This query retrieves all articles with a group_doc_id, then orders each group by the average “relevance” of each article and outputs 3 items per group with the document summary. Here’s the rank profile for top_news:

rank-profile top_news {
rank-properties {
freshness(firstpubtime).maxAge: 86400
}

first-phase {
expression: freshness(firstpubtime) * max(10, attribute(twitter_favourite_count))
}

summary-features: freshness(firstpubtime)
}

The linear freshness is multiplied by the number of twitter favourites for a story — this gives us a surprisingly accurate and good mix of top news!

The extra signals — twitter_favourite_count and twitter_retweet_count are part of the document schema, and these values are regularly updated by the augmenter, which I talk about later.

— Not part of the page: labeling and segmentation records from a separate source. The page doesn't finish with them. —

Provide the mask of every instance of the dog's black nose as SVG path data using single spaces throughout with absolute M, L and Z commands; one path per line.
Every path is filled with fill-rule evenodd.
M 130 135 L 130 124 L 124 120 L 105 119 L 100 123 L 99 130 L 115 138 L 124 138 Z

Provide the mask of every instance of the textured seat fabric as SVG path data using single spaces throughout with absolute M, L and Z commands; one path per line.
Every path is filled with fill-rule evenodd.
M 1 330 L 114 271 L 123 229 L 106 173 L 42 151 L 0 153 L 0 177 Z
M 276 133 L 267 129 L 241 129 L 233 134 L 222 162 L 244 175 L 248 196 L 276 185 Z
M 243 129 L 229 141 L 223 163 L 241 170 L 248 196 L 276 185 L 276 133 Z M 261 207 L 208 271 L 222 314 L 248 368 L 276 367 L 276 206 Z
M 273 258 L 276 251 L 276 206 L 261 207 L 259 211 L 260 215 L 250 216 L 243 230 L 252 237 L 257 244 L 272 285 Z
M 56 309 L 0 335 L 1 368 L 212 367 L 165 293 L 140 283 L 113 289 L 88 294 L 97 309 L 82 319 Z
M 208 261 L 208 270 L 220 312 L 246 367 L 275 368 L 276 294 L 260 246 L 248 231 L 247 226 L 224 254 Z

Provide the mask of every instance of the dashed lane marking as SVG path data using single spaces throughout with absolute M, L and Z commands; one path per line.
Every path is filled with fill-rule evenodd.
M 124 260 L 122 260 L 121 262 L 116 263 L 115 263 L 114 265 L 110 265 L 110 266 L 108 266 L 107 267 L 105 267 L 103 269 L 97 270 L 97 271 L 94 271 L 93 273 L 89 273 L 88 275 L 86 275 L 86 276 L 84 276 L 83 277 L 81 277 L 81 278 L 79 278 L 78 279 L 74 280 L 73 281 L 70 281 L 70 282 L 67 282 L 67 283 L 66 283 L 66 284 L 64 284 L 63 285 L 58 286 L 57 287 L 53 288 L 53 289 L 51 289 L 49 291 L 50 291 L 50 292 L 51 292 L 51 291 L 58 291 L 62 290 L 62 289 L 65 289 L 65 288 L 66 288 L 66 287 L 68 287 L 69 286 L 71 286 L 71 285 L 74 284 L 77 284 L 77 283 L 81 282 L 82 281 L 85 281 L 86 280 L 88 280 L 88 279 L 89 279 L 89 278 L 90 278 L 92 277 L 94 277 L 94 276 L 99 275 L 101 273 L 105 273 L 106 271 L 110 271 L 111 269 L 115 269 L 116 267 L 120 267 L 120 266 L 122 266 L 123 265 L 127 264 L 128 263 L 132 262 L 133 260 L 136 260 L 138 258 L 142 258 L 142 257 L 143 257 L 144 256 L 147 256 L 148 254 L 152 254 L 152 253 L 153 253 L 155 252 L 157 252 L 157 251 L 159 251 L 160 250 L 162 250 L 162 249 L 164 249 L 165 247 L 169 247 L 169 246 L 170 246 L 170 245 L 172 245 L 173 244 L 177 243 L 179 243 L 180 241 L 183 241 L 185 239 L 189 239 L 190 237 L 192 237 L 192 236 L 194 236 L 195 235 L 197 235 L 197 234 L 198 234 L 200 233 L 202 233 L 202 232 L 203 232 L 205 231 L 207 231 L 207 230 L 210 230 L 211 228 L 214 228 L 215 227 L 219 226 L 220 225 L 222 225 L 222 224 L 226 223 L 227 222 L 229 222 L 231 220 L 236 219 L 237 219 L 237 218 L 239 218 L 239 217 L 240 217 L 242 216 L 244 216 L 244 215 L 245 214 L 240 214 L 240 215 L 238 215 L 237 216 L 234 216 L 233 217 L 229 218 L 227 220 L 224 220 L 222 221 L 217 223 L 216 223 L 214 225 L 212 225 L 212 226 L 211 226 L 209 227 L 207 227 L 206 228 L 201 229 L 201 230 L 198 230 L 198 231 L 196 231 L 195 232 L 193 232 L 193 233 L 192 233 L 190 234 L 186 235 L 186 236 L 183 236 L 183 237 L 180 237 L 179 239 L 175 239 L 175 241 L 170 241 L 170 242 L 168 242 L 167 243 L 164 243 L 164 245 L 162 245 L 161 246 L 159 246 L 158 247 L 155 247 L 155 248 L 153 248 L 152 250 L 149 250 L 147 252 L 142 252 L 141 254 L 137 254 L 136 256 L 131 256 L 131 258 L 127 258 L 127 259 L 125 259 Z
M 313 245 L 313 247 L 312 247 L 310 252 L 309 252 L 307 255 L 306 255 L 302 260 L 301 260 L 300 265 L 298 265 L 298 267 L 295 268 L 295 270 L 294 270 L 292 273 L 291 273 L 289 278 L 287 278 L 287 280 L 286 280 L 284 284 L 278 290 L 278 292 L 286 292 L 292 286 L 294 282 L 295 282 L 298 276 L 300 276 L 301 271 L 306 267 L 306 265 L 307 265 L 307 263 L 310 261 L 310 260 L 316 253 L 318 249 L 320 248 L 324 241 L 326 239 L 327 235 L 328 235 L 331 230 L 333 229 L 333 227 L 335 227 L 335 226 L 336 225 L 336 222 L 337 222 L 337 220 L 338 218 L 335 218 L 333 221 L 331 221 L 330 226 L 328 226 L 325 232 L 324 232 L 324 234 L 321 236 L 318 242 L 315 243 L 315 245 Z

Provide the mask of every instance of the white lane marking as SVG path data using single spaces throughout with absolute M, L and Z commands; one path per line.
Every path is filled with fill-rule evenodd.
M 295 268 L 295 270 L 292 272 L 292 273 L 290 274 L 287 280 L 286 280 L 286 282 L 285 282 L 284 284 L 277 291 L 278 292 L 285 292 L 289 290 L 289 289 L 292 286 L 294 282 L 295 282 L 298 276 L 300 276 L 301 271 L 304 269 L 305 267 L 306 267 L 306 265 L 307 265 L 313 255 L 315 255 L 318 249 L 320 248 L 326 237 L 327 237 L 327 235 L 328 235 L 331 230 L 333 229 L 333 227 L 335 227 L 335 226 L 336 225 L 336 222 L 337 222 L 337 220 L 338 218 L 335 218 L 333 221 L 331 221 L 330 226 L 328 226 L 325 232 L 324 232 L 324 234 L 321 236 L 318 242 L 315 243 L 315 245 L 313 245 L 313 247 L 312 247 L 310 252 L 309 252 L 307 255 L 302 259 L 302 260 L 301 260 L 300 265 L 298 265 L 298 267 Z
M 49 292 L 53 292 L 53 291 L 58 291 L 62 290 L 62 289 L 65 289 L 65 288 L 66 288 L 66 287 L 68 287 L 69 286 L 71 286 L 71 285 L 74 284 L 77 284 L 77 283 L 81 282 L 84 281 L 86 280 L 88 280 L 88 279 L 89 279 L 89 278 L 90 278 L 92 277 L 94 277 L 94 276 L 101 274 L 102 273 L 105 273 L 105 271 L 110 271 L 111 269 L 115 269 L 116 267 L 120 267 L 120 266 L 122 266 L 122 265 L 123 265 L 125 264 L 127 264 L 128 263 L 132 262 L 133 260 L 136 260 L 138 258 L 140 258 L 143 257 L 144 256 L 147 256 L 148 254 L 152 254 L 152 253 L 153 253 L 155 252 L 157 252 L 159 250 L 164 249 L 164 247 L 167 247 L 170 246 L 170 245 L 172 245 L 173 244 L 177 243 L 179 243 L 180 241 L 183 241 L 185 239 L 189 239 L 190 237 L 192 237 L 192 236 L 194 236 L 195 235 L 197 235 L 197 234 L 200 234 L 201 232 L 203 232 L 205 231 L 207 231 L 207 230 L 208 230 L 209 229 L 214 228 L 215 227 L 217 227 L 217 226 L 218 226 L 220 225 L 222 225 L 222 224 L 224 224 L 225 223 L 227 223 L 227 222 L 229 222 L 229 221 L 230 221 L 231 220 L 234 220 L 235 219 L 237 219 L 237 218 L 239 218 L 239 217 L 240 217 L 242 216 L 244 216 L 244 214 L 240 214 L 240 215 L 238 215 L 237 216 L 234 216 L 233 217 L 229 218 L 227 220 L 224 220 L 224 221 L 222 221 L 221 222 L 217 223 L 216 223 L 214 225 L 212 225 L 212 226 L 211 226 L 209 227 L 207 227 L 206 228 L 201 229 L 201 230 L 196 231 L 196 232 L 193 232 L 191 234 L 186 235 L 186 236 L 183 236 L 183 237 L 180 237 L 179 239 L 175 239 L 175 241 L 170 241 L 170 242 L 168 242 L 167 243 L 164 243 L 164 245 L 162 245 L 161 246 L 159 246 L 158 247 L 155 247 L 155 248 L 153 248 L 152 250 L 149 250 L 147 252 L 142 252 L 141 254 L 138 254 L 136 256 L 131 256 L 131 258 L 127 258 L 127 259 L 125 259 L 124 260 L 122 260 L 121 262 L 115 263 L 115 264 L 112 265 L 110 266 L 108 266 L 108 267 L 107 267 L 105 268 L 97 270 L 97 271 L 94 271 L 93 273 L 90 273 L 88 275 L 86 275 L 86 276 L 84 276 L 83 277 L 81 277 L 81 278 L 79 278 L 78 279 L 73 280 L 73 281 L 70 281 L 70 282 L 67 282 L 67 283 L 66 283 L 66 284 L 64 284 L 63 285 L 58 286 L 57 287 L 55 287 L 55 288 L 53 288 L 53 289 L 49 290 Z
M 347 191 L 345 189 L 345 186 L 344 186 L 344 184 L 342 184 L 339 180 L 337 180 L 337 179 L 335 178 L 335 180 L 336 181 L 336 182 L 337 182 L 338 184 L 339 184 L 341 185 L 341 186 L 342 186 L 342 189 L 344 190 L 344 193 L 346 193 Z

By tuning the required relevance scores, extremely accurate topic groups are obtained.

Augmenter

The augmenter is a python script, deployed in the k8s cluster as a standalone deployment which has a list of twitter handles. It polls the twitter API and regularly updates the documents in vespa with retweet and like counts for matched articles:

vespa_fields = { }
vespa_fields['twitter_favourite_count'] = status.favorite_count
vespa_fields['twitter_retweet_count'] = status.retweet_count
vespa_fields['twitter_link'] = 'https://twitter.com/{}/status/{}'.format(status.user.screen_name, status.id)
response = self.vespa.update_data(
schema = "newsarticle",
data_id = hashlib.sha256(article['fields']['url'].encode()).hexdigest(),
fields = vespa_fields
)

I used the pyvespa library for the integration (the spiders also use this), and k8s secrets to store twitter credentials.

Spiders

The spiders are built on the https://scrapy.org framework, in Python. All of them start from RSS feeds or sitemap xmls.

A pipeline component is implented that runs at the end of a scrape, to feed the items into Vespa. Fortunately, there’s a vespa python module that can be used for this. The only trouble I came across here was that it didn’t support creating a document when updating, but it was easy to code so I raised a PR to implement this. This is required because the augmenter adds other fields to documents, and when the spider crawls a URL again, it needs to update instead of overwriting it, and this avoids the need to fetch the document first.

Individual spiders are very easy to add — they can inherit from one of the existing RSS or sitemap spiders, and add xpath or other means to extract specific attributes from articles.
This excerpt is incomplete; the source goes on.